New Study Reveals Shocking Gaps in AI Empathy

Empathetic Robot Artificial Intelligence

Research reveals that conversational agents (CAs) like Alexa and Siri are less effective than humans in interpreting and exploring user experiences and can exhibit biases. As automated empathy becomes more common, critical oversight is needed to mitigate potential harms. Credit: SciTechDaily.com

Conversational agents (CAs) like Alexa and Siri are designed to answer questions, offer suggestions, and even display empathy. However, new research indicates that they fall short compared to humans in interpreting and exploring a user’s experience.

CAs are powered by large language models (LLMs) that ingest massive amounts of human-produced data, and thus can be prone to the same biases as the humans from which the information comes.

Researchers from Cornell University, Olin College, and Stanford University tested this theory by prompting CAs to display empathy while conversing with or about 65 distinct human identities.

Value Judgments and Harmful Ideologies

The team found that CAs make value judgments about certain identities – such as gay and Muslim – and can be encouraging of identities related to harmful ideologies, including Nazism.

“I think automated empathy could have tremendous impact and huge potential for positive things – for example, in education or the health care sector,” said lead author Andrea Cuadra, now a postdoctoral researcher at Stanford.

“It’s extremely unlikely that it (automated empathy) won’t happen,” she said, “so it’s important that as it’s happening, we have critical perspectives so that we can be more intentional about mitigating the potential harms.”

Cuadra will present “The Illusion of Empathy?

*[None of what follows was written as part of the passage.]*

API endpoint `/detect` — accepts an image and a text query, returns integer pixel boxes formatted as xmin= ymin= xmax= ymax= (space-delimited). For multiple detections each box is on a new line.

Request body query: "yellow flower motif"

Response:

Notes on Displays of Emotion in Human-Computer Interaction” at CHI ’24, the Association of Computing Machinery conference on Human Factors in Computing Systems, May 11-18 in Honolulu. Research co-authors at Cornell University included Nicola Dell, associate professor, Deborah Estrin, professor of computer science, and Malte Jung, associate professor of information science.

Emotional Reactions vs. Interpretations

Researchers found that, in general, LLMs received high marks for emotional reactions, but scored low for interpretations and explorations. In other words, LLMs are able to respond to a query based on their training but are unable to dig deeper.

Dell, Estrin, and Jung said they were inspired to think about this work as Cuadra was studying the use of earlier-generation CAs by older adults.

“She witnessed intriguing uses of the technology for transactional purposes such as frailty health assessments, as well as for open-ended reminiscence experiences,” Estrin said. “Along the way, she observed clear instances of the tension between compelling and disturbing ‘empathy.’”

Reference: “The Illusion of Empathy? Notes on Displays of Emotion in Human-Computer Interaction” by Andrea Cuadra, Maria Wang, Lynn Andrea Stein, Malte F. Jung, Nicola Dell, Deborah Estrin and James A. Landay, 11 May 2024, CHI ’24.
DOI: 10.1145/3613904.3642336

Funding for this research came from the National Science Foundation; a Cornell Tech Digital Life Initiative Doctoral Fellowship; a Stanford PRISM Baker Postdoctoral Fellowship; and the Stanford Institute for Human-Centered Artificial Intelligence.